«Rosa nel pugno vìola i divieti sui sondaggi»

«Siamo stupefatti ed increduli di come la sinistra stia conducendo questa campagna elettorale, violando deliberatamente qualsiasi regola di base della nostra democrazia».
L’onorevole di Forza Italia e sottosegretario alle telecomunicazioni Paolo Romani attacca i rappresentanti della Rosa nel pugno che ieri mattina, durante una conferenza stampa di appello al voto per chiudere la diaspora socialista, hanno distribuito sondaggi elettorali sulla città di Milano realizzati dalla società Consulting Unit per conto della Rosa nel pugno. Un sondaggio sulle intenzioni di voto di oltre 600 giovani milanesi nati tra il 1982 e l’87, da cui emergeva che il 44 per cento avrebbe scelto l’Unione e il 26 per cento la Casa delle libertà. Un’indagine resa nota il 24 marzo scorso, ma che ieri per legge non poteva essere nuovamente resa pubblica visto che legge, nelle due settimane precedenti al voto, vieta di citare anche i sondaggi vecchi. Solamente venerdì, ricorda Romani, «i vertici nazionali della sinistra avevano attaccato duramente il premier Silvio Berlusconi arrivando fino all’accusa gravissima di “calpestare le regole brandendo sondaggi elettorali, malgrado i divieti di legge”». Ma Berlusconi, sottolinea l’onorevole, «aveva parlato solo di tendenze elettorali in termini politici, senza fornire alcuna cifra. Ciò che è accaduto oggi (ieri, ndr.) invece è gravissimo: non solo la Rosa nel pugno ha violato la legge distribuendo un sondaggio elettorale con tanto di percentuali numeriche sui partiti a Milano ma soprattutto quanto accaduto dimostra come la sinistra non sia affidabile».
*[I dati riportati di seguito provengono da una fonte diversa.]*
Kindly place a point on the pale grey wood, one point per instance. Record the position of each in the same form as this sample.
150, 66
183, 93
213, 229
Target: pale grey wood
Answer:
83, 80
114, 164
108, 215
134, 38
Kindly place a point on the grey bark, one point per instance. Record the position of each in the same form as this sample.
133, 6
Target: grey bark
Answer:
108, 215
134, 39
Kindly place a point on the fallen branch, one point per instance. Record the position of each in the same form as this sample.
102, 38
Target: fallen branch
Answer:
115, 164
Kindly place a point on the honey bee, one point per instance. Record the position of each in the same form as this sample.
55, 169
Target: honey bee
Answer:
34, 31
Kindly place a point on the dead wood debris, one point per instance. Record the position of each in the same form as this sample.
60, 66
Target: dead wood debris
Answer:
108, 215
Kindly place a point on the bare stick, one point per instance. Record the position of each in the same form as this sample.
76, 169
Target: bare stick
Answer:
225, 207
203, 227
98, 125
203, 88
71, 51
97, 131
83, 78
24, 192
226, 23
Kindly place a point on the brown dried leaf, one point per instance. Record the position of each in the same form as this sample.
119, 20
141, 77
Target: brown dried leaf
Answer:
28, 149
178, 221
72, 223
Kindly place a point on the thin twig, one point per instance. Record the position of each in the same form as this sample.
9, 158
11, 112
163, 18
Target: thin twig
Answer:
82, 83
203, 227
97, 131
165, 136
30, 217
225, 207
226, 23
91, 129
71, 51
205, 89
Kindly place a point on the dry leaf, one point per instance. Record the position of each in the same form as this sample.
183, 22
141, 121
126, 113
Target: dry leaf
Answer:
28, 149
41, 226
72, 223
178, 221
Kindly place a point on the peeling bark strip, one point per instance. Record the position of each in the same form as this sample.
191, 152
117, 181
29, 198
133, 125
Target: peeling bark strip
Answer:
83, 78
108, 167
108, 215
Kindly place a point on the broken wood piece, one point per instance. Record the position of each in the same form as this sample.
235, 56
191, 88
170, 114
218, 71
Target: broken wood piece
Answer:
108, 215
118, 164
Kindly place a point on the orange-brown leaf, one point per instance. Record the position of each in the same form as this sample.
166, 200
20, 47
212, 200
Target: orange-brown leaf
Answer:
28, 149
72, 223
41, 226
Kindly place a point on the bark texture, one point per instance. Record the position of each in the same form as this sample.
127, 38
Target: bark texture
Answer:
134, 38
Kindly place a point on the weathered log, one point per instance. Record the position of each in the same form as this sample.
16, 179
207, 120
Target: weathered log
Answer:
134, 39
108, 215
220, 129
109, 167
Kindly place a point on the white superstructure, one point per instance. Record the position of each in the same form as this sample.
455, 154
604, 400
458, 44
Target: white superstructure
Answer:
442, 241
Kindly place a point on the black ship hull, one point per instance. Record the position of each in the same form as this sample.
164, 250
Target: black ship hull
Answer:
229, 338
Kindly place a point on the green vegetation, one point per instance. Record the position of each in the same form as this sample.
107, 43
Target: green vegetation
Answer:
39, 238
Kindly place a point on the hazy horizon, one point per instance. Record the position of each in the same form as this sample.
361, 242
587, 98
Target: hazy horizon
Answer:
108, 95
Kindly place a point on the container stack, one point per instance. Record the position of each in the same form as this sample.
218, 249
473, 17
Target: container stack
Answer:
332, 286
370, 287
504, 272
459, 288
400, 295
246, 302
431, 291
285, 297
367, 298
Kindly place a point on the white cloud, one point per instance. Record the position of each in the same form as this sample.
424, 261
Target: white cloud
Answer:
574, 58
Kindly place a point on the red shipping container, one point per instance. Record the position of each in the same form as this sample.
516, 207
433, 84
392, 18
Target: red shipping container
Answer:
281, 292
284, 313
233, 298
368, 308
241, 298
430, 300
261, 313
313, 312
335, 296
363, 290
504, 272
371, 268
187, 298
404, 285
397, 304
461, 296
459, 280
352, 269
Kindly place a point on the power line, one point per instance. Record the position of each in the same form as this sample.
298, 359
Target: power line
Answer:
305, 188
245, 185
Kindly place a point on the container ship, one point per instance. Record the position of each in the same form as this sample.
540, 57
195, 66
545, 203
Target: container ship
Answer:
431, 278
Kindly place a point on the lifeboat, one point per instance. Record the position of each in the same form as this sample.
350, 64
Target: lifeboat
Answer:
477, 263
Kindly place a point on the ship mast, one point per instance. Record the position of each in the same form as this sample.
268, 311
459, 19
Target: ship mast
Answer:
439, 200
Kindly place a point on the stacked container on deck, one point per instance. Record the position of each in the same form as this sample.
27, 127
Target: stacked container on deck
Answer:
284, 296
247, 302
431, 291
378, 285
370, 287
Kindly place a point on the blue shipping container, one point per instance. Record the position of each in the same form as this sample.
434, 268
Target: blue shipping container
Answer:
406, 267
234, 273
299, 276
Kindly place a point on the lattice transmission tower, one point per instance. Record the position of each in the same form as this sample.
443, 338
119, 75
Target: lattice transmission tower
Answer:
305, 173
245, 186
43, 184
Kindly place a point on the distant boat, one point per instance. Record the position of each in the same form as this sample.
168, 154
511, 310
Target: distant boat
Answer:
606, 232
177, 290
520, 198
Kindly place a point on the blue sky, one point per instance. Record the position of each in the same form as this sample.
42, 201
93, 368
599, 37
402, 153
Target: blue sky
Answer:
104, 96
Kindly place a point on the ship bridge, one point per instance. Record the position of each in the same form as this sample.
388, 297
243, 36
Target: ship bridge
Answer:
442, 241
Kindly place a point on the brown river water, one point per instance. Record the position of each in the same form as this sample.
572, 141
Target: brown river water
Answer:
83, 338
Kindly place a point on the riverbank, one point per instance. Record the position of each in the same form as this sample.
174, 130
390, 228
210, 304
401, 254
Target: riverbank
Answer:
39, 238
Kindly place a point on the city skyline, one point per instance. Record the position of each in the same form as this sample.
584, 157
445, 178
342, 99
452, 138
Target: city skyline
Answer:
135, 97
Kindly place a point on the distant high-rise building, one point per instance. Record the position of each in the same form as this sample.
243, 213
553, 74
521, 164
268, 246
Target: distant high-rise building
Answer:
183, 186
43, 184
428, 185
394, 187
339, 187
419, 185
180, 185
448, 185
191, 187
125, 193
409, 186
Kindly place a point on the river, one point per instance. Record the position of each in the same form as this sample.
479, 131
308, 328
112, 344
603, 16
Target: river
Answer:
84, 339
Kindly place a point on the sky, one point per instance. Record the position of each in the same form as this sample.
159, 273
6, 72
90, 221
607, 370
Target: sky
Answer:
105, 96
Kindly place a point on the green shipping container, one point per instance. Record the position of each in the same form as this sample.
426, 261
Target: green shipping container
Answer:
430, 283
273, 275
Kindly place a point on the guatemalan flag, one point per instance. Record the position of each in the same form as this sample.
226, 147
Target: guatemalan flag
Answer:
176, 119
Le regole e i principi, conclude Romani, «vengono branditi solo quando, ingiustamente, si vuole fare terrorismo nei confronti di Forza Italia e Berlusconi. Chi disprezza le norme sono i signori della sinistra, La serietà al governo non è uno slogan degno di loro che di serio, come dimostrano i fatti, non hanno nulla».